Televizyon dizileri kadına şiddeti özendiriyor ve meşrulaştırıyor
SANATKadına şiddetin meşrulaştırılmasında ve yaygınlaştırılmasında televizyonlarda ve dijital platformlarda yayınlanan dizlerin payı büyük. Birkaç sezon süren dizlerde, aşk ve sevgi adı altında kadınların uğradığı fiziksel işkence ve psikolojik darp görüntüleri milyonlarca kişi tarafından izleniyor.

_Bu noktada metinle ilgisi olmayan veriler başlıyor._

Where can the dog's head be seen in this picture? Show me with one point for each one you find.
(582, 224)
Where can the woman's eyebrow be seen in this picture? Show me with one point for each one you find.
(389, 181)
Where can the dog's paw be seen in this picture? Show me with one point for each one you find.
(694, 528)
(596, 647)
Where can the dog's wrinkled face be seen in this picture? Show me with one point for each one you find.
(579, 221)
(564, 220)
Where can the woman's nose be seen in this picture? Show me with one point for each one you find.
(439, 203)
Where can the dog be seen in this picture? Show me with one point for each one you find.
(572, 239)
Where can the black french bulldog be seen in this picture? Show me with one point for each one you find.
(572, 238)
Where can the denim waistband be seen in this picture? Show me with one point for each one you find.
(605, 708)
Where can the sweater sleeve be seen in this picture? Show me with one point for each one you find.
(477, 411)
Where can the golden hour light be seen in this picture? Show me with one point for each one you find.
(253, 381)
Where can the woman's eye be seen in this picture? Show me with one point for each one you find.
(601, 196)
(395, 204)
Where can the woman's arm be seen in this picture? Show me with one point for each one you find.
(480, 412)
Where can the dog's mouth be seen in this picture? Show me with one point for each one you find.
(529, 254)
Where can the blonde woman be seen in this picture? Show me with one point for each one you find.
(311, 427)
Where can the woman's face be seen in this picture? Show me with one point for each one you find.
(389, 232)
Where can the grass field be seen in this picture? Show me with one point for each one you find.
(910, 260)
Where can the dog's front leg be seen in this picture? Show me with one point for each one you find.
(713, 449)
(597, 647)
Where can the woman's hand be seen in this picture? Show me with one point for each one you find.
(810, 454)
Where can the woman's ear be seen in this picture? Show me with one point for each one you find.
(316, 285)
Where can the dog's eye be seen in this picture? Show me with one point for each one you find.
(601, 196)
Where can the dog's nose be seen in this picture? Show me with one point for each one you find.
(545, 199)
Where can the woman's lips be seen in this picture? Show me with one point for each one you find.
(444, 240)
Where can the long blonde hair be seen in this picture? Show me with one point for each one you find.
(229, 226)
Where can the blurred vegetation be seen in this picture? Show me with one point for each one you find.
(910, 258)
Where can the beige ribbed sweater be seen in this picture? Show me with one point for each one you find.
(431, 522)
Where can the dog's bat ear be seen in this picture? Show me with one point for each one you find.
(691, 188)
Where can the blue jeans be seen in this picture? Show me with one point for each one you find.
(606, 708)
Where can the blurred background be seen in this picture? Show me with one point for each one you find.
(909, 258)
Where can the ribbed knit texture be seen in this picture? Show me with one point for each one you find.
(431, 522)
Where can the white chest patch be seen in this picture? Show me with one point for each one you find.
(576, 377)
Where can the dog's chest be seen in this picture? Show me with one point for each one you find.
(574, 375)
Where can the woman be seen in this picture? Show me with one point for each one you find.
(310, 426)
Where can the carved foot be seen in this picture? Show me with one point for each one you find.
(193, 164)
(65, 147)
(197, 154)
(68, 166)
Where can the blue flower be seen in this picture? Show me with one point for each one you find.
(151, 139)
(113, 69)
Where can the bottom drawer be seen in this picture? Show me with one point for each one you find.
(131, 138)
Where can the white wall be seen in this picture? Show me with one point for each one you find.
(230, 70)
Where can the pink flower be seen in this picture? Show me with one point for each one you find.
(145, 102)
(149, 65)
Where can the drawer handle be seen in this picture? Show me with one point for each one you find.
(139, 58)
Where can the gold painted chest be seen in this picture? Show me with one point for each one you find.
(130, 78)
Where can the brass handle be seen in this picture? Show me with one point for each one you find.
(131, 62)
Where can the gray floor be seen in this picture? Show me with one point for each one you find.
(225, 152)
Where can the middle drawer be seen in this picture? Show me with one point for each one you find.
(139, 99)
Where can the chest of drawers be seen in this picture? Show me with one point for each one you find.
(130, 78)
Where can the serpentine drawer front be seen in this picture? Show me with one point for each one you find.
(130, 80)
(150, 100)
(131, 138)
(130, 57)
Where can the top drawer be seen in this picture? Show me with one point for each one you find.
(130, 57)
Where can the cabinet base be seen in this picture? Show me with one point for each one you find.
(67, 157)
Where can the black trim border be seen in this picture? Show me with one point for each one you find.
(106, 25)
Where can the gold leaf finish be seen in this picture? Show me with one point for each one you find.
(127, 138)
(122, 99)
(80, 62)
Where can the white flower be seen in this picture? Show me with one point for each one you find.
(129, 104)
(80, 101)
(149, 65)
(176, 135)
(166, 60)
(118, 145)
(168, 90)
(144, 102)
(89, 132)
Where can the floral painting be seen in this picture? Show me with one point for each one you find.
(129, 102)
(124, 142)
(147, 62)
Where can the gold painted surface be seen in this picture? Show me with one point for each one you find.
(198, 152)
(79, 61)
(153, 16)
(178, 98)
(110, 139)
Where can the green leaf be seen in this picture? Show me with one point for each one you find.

Her gün milyonlarca kişinin izlediği televizyon dizileri kadına şiddeti körükleyen en önemli faktörlerin başında geliyor. Her yaştan bireyin izlediği dizilerde en ufak bir hatadan dolayı acımasız bir şiddete maruz kalan kadınların yaşadığı dram gayet olağan bir durum olarak lanse ediliyor. Aşk ve sevgi adına şiddetin kutsandığı dizilerde fuhşiyat ve gayri meşru ilişkiler de sıradan vakalar olarak izleyicinin karşısına çıkartılıyor. Çukur, Avlu, Aşk Ağlatır, Zalim İstanbul gibi diziler başta olmak üzere birçok ekran şovunda şiddet meşrulaştırılıyor. Uzmanlar televizyon dizileri aracılığıyla şiddetin olağan hale geldiğine işaret ediyor.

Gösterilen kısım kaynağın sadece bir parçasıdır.